# Poster Abstract: TensorBind: Unifying On-device Tensor Program Optimization through Foundation Model

Zhihe Zhao<sup>1</sup>, Neiwen Ling<sup>1</sup>, Kaiwei Liu<sup>1</sup>, Nan Guan<sup>2</sup>, and Guoliang Xing<sup>1,\*</sup> <sup>1</sup>The Chinese University of Hong Kong, Hong Kong SAR, China <sup>2</sup>City University of Hong Kong, Hong Kong SAR, China

# ABSTRACT

We present TensorBind, a novel approach aimed at unifying different hardware architectures for compilation optimization. Our proposed framework establishes an embedding space to seamlessly bind diverse hardware platforms together. By leveraging this unified representation, TensorBind enables efficient tensor program optimization techniques across a wide range of hardware platforms. We provide experimental results demonstrating the essentiality and adaptability of TensorBind in translating tensor program optimization records across multiple hardware architectures, thus revolutionizing compilation optimization strategies and facilitating the development of high-performance compilation systems over heterogeneous devices.

#### CCS CONCEPTS

• **Computer systems organization** → *Real-time System*;

## **KEYWORDS**

Efficient DNN Processing, DNN Compiler, Mobile Computing

## **1** INTRODUCTION

The deployment of high-performance machine learning models has become a significant challenge in various domains like image recognition, natural language processing, and virtual reality [7]. At the same time, there is an increasing demand to deploy intelligent applications on a wide range of mobile and edge devices, catering to diverse users. DNN compilers serve as intermediaries between AI development frameworks (e.g., PyTorch) and the execution hardware, reducing the model deployment cycle and enhancing the performance of deployed models on these devices [5]. However, as model complexity and computational requirements grow, the compilation overhead of DNN compilation also increases. For example, compiling Llamma2 on an NVIDIA Orin may take up to three days [1]. Thus, it is essential to investigate novel optimization techniques to reduce the compilation overhead without compromising the performance of the deployed models [6].
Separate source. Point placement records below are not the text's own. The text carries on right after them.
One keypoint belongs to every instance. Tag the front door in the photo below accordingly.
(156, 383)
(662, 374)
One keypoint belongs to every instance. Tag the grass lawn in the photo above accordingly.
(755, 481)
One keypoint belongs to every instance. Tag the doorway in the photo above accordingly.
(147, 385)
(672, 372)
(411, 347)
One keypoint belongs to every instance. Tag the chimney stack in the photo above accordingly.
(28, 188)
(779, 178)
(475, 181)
SenSys '23, November 12-17, 2023, Istanbul, Turkiye

© 2023 Copyright held by the owner/author(s). Publication rights licensed to ACM. ACM ISBN 979-8-4007-0414-7/23/11...\$15.00 https://doi.org/10.1145/3625687.3628378



Figure 1: A compiled transformer encoder kernel performance and generation time of TVM Unity [1] on NVIDIA GTX 2060 and Intel i7-10700F CPU. The baseline is ONNXruntime performance of the model on the two hardware.

We observe a similar phenomenon of cross-device compilation in the emerging field of cross-modality embedding techniques. Recently, there has emerged a framework called ImageBind [3], which is the first framework that utilizes a shared set of parameters to encode data from multiple modalities (e.g., audio and IMU), creating a unified embedding space for all modalities. This enables various compositional multimodal tasks across different modalities, such as evaluating pretrained vision models for non-vision tasks. **We propose TensorBind as a general-purpose solution for unifying cross-device tensor program optimizations.** Our approach leverages foundation models based on transformers to achieve this goal. The transformer-based foundation model serves as a powerful representation learning tool, capturing both hardware architecture and DNN model graph properties jointly.

## 2 MOTIVATION STUDY

We measured the time required for TVM Unity to generate optimized kernels for a transformer encoder on both a GPU and a CPU device, with a batch size of 2 and a sequence length of 32. As is shown in Fig. 1, it took approximately 2 hours on the GPU and 3 hours on the CPU to identify the kernel with the highest performance. A DNN model typically involves multiple kernels. This incurs significant compilation overhead, especially in the context of IoT devices where client diversity is prevalent. The long optimization time for kernel generation is attributed to the large optimization space and the complex tensor compilation process. Instead of focusing solely on improving tuning efficiency for individual devices, we explore the possibility of transferring tuning records across platforms with different ISA (Instruction set architecture) for the same kernel, thereby addressing the compilation overhead more effectively.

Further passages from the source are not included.